This is my experience from the perspective of the mother:
It would probably help a lot if she told her mother that she has a hard time right now.
Wanting to keep this a secret is understandable, but might be making the situation only worse. For us "normal" people there's no reason to avoid the topic of relationships. On the contrary, it's actually a rather common smalltalk topic among family and friends.
Step 1: Tell them to avoid a topic
If you need someone to avoid an otherwise common topic, you at least need to tell them to avoid it. I have several people in my family and circle of friends that are or were dealing with times of depression, anxiety, burnout and other physical and medical conditions. I saw them change and struggle sometimes, but since I wasn't affected by the same problems, I kept on living my life as usual. I didn't know how to properly help and support them and my few attempts at well-meant advice didn't help at all or backfired.
It took some honest conversations, that were sometimes emotionally draining for both of us, to change my behavior in a way that they felt more comfortable and supported by me. Without these conversations, I francly had no chance of finding the "right" behavior on my own, because I simply cannot understand how something insignificant to me affects them so much. To this day, more than 10 years after the first diagnosis in my family, some of these rules feel artificial and outright ridicilous to me. I can remember, accept and follow them, but I will never be able to truely understand them because I cannot read the thoughts of the affected person and don't feel what they feel.
The mother of your friend cannot understand why your friend doesn't want to talk about relationships.

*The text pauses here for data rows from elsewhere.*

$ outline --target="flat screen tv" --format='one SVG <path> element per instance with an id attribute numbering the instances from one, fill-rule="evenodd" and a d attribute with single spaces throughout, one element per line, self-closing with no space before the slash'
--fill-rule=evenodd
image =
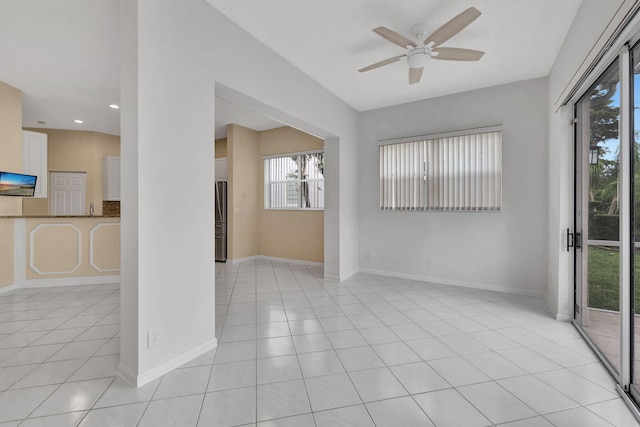
<path id="1" fill-rule="evenodd" d="M 35 175 L 0 172 L 0 196 L 33 197 L 37 179 Z"/>

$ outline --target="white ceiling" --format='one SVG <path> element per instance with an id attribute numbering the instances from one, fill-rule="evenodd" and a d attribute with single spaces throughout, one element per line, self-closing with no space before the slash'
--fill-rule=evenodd
<path id="1" fill-rule="evenodd" d="M 0 0 L 0 81 L 22 90 L 23 126 L 120 134 L 109 108 L 120 98 L 119 5 Z"/>
<path id="2" fill-rule="evenodd" d="M 546 76 L 581 3 L 207 1 L 358 111 Z M 479 62 L 433 61 L 412 86 L 404 62 L 356 71 L 402 53 L 372 28 L 409 36 L 418 22 L 435 30 L 470 6 L 482 16 L 445 45 L 486 51 Z M 108 107 L 120 95 L 118 19 L 119 0 L 0 0 L 0 81 L 23 91 L 25 127 L 120 133 L 119 111 Z M 228 102 L 216 105 L 216 130 L 230 122 L 282 126 Z"/>
<path id="3" fill-rule="evenodd" d="M 358 111 L 547 76 L 581 0 L 207 0 Z M 403 50 L 371 30 L 411 38 L 474 6 L 475 22 L 443 46 L 485 51 L 479 62 L 432 61 L 409 86 L 406 62 L 357 70 Z"/>
<path id="4" fill-rule="evenodd" d="M 235 123 L 249 129 L 263 131 L 274 129 L 284 124 L 269 119 L 237 104 L 222 98 L 216 98 L 216 139 L 227 137 L 227 125 Z"/>

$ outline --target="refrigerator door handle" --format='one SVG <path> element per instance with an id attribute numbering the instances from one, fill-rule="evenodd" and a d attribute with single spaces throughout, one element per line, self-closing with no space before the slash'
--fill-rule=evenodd
<path id="1" fill-rule="evenodd" d="M 215 191 L 216 195 L 216 221 L 222 221 L 222 208 L 220 207 L 220 185 L 216 182 Z"/>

The only chance to make her avoid the topic is to outright tell her, in no uncertain terms, to avoid it.
Step 2: Tell them why
I assume this is a big problem for your friend.

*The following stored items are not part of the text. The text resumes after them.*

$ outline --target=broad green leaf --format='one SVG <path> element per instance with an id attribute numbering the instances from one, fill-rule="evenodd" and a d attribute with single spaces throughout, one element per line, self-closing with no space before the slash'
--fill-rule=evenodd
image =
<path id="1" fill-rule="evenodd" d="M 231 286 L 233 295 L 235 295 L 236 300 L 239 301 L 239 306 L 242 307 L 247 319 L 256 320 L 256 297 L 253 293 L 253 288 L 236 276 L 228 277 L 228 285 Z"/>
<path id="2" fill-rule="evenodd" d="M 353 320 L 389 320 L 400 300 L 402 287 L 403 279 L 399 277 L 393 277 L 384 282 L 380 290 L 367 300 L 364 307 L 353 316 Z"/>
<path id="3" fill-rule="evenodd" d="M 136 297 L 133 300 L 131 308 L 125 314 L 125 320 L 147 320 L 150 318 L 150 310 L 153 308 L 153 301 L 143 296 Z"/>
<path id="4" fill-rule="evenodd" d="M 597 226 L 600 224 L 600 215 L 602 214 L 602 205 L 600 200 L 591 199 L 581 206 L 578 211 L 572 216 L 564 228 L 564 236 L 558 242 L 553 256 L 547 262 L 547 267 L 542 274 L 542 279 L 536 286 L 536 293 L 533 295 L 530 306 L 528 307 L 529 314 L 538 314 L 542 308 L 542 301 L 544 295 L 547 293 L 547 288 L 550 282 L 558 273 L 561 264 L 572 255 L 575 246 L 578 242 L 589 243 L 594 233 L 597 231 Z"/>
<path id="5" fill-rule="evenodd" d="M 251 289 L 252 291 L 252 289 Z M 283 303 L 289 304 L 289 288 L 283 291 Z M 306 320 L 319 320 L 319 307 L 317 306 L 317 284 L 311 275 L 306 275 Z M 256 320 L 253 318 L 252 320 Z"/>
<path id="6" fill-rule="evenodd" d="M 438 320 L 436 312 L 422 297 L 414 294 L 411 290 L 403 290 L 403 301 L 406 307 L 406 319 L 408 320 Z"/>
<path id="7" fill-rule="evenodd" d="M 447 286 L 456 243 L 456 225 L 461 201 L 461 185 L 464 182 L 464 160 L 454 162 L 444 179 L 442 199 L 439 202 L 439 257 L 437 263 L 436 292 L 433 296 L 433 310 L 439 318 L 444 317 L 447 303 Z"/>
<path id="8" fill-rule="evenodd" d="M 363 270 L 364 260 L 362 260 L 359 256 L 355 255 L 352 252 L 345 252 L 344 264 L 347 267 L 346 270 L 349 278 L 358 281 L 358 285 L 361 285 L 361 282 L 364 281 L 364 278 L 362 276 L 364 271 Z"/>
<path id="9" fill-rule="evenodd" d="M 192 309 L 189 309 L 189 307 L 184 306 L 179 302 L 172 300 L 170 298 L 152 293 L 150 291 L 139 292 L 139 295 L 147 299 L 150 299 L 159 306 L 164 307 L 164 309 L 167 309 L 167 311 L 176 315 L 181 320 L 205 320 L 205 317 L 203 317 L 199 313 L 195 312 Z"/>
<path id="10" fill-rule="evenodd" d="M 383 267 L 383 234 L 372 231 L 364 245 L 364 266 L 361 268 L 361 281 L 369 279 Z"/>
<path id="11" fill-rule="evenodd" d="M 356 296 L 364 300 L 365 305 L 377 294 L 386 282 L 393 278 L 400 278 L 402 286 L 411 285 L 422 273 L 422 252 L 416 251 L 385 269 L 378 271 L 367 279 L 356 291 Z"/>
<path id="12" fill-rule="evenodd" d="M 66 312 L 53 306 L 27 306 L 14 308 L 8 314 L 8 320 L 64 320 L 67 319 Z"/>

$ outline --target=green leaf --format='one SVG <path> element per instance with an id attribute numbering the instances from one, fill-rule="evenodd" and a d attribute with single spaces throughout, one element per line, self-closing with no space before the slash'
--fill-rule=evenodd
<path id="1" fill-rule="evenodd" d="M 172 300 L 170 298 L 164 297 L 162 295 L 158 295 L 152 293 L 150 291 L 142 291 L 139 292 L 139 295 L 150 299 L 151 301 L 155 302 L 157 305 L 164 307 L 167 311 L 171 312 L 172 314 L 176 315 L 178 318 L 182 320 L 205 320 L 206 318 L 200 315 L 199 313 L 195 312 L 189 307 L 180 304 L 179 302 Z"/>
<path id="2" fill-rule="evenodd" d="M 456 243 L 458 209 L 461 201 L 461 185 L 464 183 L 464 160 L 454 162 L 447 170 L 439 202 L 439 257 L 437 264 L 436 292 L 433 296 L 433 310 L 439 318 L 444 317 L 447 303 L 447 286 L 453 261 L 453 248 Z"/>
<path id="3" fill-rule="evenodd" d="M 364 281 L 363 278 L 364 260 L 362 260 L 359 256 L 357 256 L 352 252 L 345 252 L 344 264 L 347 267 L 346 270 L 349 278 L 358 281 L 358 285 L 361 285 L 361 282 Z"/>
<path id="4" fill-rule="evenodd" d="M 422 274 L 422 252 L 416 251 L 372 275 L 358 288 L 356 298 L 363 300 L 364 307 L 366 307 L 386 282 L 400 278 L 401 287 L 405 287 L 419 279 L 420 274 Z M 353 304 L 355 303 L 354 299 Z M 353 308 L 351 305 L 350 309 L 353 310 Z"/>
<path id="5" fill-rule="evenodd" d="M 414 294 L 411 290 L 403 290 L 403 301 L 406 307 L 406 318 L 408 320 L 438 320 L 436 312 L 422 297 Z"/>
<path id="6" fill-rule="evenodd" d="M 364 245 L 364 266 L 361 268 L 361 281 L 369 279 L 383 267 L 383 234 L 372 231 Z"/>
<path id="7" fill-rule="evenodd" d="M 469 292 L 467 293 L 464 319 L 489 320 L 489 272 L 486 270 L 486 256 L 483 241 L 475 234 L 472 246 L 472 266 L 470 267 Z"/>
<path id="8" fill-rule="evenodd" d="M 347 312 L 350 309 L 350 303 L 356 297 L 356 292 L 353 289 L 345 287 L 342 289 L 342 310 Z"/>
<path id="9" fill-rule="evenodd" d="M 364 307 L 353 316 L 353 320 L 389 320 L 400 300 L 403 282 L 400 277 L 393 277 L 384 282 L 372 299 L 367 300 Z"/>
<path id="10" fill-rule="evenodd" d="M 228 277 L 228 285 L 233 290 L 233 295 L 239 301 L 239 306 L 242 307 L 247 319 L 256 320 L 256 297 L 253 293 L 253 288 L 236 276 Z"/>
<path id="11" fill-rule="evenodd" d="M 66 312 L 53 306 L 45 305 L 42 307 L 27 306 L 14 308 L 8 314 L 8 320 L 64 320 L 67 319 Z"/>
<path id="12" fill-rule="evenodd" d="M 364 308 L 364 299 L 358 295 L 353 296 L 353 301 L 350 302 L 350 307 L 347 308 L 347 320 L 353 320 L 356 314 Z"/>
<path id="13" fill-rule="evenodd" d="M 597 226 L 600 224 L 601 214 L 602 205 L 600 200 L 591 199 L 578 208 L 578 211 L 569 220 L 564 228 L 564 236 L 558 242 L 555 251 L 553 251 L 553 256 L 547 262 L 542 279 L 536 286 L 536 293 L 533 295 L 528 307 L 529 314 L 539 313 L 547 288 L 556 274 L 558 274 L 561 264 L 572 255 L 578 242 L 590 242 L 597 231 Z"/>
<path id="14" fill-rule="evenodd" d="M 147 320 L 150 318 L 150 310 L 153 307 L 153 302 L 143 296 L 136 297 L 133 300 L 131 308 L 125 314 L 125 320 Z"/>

Her mother is not aware of the problem, and my friend would like it to stay this way - she believes her mother would press her for all the details (not taking "no" for an answer), talk to other members of family about it, etc.

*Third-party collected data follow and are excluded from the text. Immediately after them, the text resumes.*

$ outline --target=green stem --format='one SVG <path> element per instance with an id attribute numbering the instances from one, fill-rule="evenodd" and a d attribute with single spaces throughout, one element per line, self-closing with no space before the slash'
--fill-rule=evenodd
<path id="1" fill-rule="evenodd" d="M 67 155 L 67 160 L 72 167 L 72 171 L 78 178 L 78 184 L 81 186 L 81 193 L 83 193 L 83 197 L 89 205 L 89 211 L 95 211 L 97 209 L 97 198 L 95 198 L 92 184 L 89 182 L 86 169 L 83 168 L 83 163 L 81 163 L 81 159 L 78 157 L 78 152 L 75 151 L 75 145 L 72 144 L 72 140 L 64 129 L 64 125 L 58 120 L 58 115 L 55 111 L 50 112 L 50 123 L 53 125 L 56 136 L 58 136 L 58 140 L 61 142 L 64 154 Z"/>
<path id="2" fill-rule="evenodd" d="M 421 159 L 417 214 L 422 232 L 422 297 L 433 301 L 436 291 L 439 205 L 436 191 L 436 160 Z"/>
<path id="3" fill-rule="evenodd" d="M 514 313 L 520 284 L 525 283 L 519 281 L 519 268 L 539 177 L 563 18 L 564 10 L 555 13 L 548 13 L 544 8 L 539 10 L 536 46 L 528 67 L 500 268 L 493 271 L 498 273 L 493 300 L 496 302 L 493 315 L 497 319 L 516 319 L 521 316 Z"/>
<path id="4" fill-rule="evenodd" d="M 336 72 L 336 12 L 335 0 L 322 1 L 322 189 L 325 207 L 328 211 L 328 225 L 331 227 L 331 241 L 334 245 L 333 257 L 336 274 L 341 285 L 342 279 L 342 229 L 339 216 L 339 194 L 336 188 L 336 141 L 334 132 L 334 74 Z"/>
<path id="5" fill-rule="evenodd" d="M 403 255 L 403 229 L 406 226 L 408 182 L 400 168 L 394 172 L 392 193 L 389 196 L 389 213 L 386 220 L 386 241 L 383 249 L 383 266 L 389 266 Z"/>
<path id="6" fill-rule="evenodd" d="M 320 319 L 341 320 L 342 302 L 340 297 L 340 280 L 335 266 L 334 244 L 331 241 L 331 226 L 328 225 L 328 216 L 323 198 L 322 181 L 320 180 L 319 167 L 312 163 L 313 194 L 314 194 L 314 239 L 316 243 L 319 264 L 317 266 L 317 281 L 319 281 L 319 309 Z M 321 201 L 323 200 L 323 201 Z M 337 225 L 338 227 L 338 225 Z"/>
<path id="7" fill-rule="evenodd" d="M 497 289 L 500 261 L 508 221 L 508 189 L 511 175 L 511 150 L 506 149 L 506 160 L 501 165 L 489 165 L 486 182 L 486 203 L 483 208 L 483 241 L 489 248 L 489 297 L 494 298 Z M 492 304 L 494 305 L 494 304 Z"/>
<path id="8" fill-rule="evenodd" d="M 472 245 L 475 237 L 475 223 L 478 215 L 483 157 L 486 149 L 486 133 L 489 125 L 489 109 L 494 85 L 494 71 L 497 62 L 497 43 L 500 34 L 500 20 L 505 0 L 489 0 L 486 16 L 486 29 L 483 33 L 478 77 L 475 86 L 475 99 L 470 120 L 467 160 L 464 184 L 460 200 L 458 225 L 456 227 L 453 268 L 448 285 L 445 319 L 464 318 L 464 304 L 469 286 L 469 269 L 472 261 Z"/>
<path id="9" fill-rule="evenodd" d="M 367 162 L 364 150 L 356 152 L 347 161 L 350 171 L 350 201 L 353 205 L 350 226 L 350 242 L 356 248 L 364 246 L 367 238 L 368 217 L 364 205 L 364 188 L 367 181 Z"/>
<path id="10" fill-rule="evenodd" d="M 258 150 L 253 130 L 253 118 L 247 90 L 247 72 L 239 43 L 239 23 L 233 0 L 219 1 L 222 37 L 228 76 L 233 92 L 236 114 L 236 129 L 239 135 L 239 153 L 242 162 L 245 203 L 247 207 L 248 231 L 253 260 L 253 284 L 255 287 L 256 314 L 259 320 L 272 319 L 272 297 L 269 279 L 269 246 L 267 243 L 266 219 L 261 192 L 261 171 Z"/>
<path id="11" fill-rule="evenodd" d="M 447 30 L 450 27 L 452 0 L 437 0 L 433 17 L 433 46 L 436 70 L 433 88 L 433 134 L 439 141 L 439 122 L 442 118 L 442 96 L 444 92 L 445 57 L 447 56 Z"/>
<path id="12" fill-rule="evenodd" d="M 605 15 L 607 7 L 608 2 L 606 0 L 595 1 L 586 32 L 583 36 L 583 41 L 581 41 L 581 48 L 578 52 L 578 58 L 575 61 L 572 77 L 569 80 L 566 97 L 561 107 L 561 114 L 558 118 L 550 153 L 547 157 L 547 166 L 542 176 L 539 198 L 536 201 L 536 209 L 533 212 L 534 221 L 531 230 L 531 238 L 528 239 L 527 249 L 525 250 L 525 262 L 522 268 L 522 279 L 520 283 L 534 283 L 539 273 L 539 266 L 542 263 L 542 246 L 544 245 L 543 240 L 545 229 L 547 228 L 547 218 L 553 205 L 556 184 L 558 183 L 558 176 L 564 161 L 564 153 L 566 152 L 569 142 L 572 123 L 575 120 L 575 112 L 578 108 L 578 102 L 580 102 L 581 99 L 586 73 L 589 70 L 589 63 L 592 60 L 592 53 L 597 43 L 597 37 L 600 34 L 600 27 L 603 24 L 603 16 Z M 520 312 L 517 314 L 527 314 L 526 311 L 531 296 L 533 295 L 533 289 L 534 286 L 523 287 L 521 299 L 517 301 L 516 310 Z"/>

When she tells her mother to not talk about a certain topic, the mother will certainly ask "why?". I see 2 possible ways to deal with it:
- Give her a vague answer and refuse any detailed information
- Be honest and tell her about the severity of her condition
Solution 1 could probably best be achieved by preparing one answer utilizing an I-message, like:
I need you to not talk to me about boyfriends and relationships because it hurts me too much to talk about it.
If the mother digs for more information, repeat the same answer over and over
Because I'm having a really hard time right now and talking about it hurts too much.
It just hurts. I don't want to talk about it.
In my experience, solution 2 might be better in the long run. Being in medical treatment is more severe than "a little heartbreak" and an objective proof that there is something wrong that's outside her control.
If your friend stubbed her toe and dind't want to walk, her mother would probably tell her to stop making a fuss. If her foot were in a cast because the toe was broken, the mother probably wouldn't be so insensitive. The attending doctor is something of an outside authority - they wouldn't be treating a stubbed toe or a "little heartbreak", so the fact that they are treating your friend means that her condition is severe enough to warrant professional attention.
In my family we were mostly open and supportive when discussing mental health problems and I feel like admitting and discussing their own issues actually helped affected people comming to terms with those issues. Of course, your friend knows her mother best and whether or not she would be supportive or rather gossip.